Между тем, оказалось, что поэт вовсе не совершает одинокие верховые прогулки по лесам родного гнезда, но… сидит в одиночной тюрьме.
Когда его выпустили, и он пришел к нам, — он был все он же. Не в затянутом мундире, правда, а в черной тужурке, но все тот же молодой «поэт», и говорил так же, — умно, горячо, хотя по своему содержанию… о революции. Он уже был партийный революционер.
Еще несколько свиданий в разных местах, и, наконец, предпоследнее, — накануне манифеста 17 октября 1905 г. На другой день он уехал в Москву, где готовилось восстание.
Прошло несколько лет. Нас не было в России. А когда мы вернулись — Леонида Семенова не было в Петербурге. Он ушел. Не то, что из литературы, из революции, из семьи, где был баловнем: он вообще «ушел». Начал с нелегкого «искуса»: он сделался работником у беднейшего мужика той самой деревни, около которой лежало их имение. Пошел в батраки к своему мужику. Должно быть, так ему было нужно. Комедией здесь и не пахло. Его уже на второй год стали звать «Божьим человеком».

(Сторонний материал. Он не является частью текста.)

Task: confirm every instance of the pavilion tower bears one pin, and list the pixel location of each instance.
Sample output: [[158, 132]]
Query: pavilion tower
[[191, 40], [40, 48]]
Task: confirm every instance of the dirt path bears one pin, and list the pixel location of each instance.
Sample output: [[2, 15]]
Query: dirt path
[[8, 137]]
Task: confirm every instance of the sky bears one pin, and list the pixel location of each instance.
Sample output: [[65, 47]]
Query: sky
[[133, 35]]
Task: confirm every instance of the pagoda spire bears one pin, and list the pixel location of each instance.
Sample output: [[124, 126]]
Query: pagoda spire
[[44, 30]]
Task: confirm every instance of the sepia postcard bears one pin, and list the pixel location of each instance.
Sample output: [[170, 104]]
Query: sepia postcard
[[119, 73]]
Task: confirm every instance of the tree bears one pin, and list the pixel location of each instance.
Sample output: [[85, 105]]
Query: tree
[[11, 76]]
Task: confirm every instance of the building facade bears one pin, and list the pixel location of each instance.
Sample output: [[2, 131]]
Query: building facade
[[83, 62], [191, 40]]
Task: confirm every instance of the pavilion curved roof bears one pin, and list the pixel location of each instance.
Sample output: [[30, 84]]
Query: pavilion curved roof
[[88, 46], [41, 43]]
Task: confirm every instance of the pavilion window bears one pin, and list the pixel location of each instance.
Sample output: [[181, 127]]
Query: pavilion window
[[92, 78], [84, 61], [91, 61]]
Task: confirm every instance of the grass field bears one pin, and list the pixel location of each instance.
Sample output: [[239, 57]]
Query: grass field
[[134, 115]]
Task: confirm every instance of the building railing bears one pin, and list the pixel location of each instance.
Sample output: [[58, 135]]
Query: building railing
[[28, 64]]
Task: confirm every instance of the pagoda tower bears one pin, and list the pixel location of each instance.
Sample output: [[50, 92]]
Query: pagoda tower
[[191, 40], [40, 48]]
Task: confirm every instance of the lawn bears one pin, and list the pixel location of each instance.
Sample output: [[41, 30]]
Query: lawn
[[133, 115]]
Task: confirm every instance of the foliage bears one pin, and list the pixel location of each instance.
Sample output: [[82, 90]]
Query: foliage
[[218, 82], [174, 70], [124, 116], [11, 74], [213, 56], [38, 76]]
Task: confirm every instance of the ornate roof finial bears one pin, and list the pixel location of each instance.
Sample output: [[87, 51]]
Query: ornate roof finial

Многие, я думаю, слышали об одном «уходе», тоже из семьи и тоже из литературы, — об уходе Александра Добролюбова. Это было лет за 10, если не больше, до ухода Леонида Семенова. Мне довелось знать А. Добролюбова, видеть его еще декадентом-стихотворцем (только стихи у него были преплохие), а потом и «странником». Он являлся порою в СПБ, один или с «учениками». Сидели все на полу, «поникши», говорили тихо, мало, на «ты» или «брат мой», ели в кухне манную кашу, затем исчезали. У «декадента»-Добролюбова были черные, немного рачьи, навыкате, глаза, взгляд напористый и жесткий. А глаз «странника» — не знаю: он их держал опущенными.
Два ухода — как будто одинаковые; но так разны оба человека, что и подобие лишь внешнее, не внутреннее. Это я утверждаю, несмотря на то, что даже существует известное жизненное переплетение между двумя «ушедшими», первым и вторым. Встречался ли когда-нибудь Л. Семенов со «странником» Добролюбовым — неизвестно. Кажется, нет. Но он любил сестру его, Марию Добролюбову. (Вряд ли и сама она хорошо знала брата, слишком была молода.)
Светлые косы вокруг головы, лицо неземной тихости и красоты. Настоящее лицо мадонны или идеальной русской революционерки (мне ее показывали в Рел. — Фил. Собраниях). Она и была революционерка. В тюрьме заболела туберкулезом. Вернулась домой, только чтобы умереть.
Вот эта «мадонна», эта Мария и вошла в жизнь Л. Семенова. И должно быть, любовь к ней и помогла как-то его жизни найти свое — не чужое, — предназначение.
Странника Леонида, «Божьего человека», мы видели — один раз. Это было во время войны. От юного студента, по внешности, уже не оставалось ничего. Широкоплечий, бородатый, «простой» человек в тяжелых сапогах, в какой-то чуйке поверх ситцевой рубахи. Пришел через кухню, но на полу не сидел, а за столом пил с нами чай. Просто чай, даже не горячую воду с леденцами, как толстовцы и чертковцы. Все в нем, теперешнем, было естественно, как в прежнем были естественны его изящные манеры.